2. Logistic Regression:

Task: Implement logistic regression to classify binary outcomes:
  * Use scikit-learn’s ```LogisticRegression()``` to predict whether a customer will buy a product (binary classification).
  * Evaluate the model using accuracy, precision, recall, and F1-score.

    **Goal**: Learn classification algorithms and evaluation metrics.

###Project: Predicting Housing Prices

Task: Use linear regression to predict housing prices based on features like size, location, etc.:
1. Load a housing dataset and perform EDA and cleaning.
2. Train a linear regression model to predict housing prices.
3. Evaluate model performance using metrics like Mean Squared Error (MSE) or R-squared.

**Goal**: Apply regression techniques to real-world data and evaluate model performance.

##Week 11–12: Unsupervised Learning (Clustering, Dimensionality Reduction)
Practical Exercises:
1. K-means Clustering:

Task: Apply K-means clustering to group data into clusters:
  * Use scikit-learn’s ```KMeans()``` to cluster a dataset (e.g., customer segmentation or document clustering).
  * Visualize the clusters with scatter plots or pair plots.
    
    **Goal**: Learn how to use clustering algorithms for unsupervised learning.

2. Principal Component Analysis (PCA):

Task: Apply PCA for dimensionality reduction:
  * Use ```PCA()``` to reduce the number of features in a dataset.
  * Visualize the results and explain how PCA is reducing the complexity of data.

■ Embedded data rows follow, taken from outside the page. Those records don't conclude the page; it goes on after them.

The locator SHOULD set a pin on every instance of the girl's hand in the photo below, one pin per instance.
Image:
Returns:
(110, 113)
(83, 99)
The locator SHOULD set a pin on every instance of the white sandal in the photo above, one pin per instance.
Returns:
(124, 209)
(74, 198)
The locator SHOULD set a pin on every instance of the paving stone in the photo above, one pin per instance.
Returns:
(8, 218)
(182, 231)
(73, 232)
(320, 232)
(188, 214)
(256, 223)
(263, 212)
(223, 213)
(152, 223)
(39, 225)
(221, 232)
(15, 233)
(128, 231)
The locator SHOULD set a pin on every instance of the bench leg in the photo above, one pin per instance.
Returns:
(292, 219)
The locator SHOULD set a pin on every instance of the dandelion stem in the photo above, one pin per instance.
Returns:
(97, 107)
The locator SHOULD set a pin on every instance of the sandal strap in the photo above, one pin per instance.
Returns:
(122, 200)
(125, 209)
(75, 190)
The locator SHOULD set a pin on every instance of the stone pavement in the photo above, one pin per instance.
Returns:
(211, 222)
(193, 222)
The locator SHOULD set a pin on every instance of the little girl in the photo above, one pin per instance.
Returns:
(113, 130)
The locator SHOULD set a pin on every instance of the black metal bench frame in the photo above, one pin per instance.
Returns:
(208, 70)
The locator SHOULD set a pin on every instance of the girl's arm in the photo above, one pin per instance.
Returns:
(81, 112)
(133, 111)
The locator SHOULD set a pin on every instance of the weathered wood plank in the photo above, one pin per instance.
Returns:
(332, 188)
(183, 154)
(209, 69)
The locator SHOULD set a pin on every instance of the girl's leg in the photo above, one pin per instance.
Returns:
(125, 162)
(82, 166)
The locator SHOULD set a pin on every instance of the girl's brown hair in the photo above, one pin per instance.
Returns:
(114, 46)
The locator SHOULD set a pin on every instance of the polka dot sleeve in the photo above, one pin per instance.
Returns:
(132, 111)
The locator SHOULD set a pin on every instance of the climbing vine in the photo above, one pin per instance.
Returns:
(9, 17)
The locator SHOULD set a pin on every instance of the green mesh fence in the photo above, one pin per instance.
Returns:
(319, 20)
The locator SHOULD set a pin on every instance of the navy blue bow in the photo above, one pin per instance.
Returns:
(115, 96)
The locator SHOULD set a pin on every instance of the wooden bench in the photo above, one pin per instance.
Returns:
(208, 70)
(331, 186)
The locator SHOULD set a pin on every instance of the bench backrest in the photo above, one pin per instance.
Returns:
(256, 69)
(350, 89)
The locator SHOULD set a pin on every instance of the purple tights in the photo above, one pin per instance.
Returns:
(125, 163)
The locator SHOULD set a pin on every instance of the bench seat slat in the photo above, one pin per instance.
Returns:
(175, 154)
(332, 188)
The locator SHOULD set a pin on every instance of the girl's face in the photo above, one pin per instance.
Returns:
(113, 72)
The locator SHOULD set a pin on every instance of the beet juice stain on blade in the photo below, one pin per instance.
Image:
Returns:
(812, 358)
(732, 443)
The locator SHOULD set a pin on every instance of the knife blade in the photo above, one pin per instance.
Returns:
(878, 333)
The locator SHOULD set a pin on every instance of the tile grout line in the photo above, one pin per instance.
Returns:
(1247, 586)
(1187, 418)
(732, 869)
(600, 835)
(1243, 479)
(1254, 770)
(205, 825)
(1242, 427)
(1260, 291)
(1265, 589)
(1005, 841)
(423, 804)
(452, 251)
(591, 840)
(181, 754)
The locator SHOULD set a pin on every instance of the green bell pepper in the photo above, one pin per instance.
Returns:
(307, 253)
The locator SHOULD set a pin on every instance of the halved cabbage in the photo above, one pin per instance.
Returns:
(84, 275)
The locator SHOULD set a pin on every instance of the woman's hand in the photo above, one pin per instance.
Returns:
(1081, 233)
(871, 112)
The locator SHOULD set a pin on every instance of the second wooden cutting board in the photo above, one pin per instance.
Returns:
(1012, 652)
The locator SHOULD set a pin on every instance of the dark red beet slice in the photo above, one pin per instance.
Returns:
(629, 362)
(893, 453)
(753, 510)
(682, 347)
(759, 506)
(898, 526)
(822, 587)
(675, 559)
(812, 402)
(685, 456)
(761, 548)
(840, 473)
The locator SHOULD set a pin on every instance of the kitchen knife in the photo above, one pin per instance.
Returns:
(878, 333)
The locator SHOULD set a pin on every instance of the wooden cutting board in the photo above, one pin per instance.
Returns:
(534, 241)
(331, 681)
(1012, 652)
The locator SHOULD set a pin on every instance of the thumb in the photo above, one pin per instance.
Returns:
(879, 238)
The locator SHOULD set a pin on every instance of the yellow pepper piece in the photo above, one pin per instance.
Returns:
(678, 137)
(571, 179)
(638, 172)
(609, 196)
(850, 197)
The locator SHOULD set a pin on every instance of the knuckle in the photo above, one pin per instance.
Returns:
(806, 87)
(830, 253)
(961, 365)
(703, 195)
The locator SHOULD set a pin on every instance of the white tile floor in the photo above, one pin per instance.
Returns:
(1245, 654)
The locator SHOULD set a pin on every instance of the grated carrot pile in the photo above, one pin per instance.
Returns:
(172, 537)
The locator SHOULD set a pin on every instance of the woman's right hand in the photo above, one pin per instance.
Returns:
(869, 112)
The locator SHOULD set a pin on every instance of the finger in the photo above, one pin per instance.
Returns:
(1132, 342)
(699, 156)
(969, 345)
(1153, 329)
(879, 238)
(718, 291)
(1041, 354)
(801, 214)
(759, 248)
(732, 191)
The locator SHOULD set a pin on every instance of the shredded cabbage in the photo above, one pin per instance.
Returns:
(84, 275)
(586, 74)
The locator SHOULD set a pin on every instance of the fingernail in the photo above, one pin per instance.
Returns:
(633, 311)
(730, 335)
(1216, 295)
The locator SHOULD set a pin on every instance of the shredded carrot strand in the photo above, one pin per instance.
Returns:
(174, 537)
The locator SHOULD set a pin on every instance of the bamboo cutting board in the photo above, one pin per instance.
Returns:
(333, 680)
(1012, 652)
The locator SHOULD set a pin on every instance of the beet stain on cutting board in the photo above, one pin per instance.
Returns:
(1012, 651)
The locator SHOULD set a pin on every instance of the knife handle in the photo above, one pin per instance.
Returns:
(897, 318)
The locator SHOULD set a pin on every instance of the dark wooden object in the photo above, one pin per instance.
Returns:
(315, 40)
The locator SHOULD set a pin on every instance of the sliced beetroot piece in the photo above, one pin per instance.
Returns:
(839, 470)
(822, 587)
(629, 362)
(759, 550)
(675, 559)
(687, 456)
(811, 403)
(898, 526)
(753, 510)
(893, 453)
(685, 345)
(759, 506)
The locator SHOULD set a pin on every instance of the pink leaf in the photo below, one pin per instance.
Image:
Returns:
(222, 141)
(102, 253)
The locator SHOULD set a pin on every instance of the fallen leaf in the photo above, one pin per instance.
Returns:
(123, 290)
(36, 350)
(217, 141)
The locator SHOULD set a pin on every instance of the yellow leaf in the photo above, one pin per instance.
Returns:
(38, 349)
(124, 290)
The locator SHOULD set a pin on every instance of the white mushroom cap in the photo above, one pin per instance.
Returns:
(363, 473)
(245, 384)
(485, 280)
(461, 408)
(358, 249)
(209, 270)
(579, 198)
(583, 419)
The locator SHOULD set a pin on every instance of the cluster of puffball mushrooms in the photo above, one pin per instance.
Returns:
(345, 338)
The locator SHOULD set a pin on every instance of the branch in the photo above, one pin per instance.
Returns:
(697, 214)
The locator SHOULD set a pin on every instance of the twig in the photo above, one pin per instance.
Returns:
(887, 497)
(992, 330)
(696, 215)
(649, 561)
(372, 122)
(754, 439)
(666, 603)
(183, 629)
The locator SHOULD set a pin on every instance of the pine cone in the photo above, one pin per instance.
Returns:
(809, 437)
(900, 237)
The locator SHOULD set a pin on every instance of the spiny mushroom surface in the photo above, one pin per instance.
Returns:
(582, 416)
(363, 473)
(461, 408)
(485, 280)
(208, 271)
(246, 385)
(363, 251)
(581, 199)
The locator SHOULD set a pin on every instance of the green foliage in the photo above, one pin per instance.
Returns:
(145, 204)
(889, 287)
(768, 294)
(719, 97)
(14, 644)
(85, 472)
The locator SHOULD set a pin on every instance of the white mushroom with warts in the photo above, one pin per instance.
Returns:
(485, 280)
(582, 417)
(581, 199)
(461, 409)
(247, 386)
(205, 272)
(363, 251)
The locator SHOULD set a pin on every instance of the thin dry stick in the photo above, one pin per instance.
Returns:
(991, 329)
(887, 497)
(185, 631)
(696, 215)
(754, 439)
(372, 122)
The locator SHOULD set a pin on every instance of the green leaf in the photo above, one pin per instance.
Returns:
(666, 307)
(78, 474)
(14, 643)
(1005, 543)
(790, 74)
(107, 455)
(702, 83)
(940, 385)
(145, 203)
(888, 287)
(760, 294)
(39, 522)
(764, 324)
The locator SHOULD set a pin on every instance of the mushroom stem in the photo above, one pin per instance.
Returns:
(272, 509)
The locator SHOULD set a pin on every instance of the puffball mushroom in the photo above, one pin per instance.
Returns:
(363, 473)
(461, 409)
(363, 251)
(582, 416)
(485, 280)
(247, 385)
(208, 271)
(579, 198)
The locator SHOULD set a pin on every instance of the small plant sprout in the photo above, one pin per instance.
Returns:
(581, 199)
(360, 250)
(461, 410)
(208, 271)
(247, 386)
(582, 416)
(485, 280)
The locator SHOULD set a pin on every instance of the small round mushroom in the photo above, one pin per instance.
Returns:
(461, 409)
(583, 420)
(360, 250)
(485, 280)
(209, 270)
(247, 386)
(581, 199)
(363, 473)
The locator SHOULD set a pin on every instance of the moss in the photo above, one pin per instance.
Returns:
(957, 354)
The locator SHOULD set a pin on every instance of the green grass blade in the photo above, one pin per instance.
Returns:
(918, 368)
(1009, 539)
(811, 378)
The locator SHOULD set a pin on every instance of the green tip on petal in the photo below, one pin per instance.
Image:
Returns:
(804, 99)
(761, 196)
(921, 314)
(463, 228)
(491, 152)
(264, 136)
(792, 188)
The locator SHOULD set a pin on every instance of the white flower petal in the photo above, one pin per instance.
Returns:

    **Goal**: Understand dimensionality reduction and its importance in data science.

###Project: Customer Segmentation using K-means
Task: Use K-means clustering to segment customers based on purchasing behavior:
1. Load a customer dataset (e.g., retail transaction data).
2. Apply K-means to segment customers into different clusters.
3. Analyze each cluster and interpret the customer segments.

**Goal**: Demonstrate clustering and pattern recognition skills.

#Phase 4: Advanced Data Science + Projects (Weeks 13–16)

##Week 13–14: Deep Learning
Practical Exercises:
1. Build a Simple Neural Network:

Task: Implement a simple neural network using Keras or TensorFlow:
  * Build a neural network with one hidden layer to classify handwritten digits (MNIST dataset).
  * Train and evaluate the model using accuracy.
    
   **Goal**: Understand the basics of neural networks and deep learning.

###Project: Image Classification with a Neural Network

Task: Build a convolutional neural network (CNN) to classify images:
1. Use a dataset like MNIST or CIFAR-10.
2. Implement a CNN using Keras or TensorFlow to classify images.
3. Evaluate the performance and try improving the model (e.g., by adding layers).

**Goal**: Apply deep learning techniques to a real-world problem.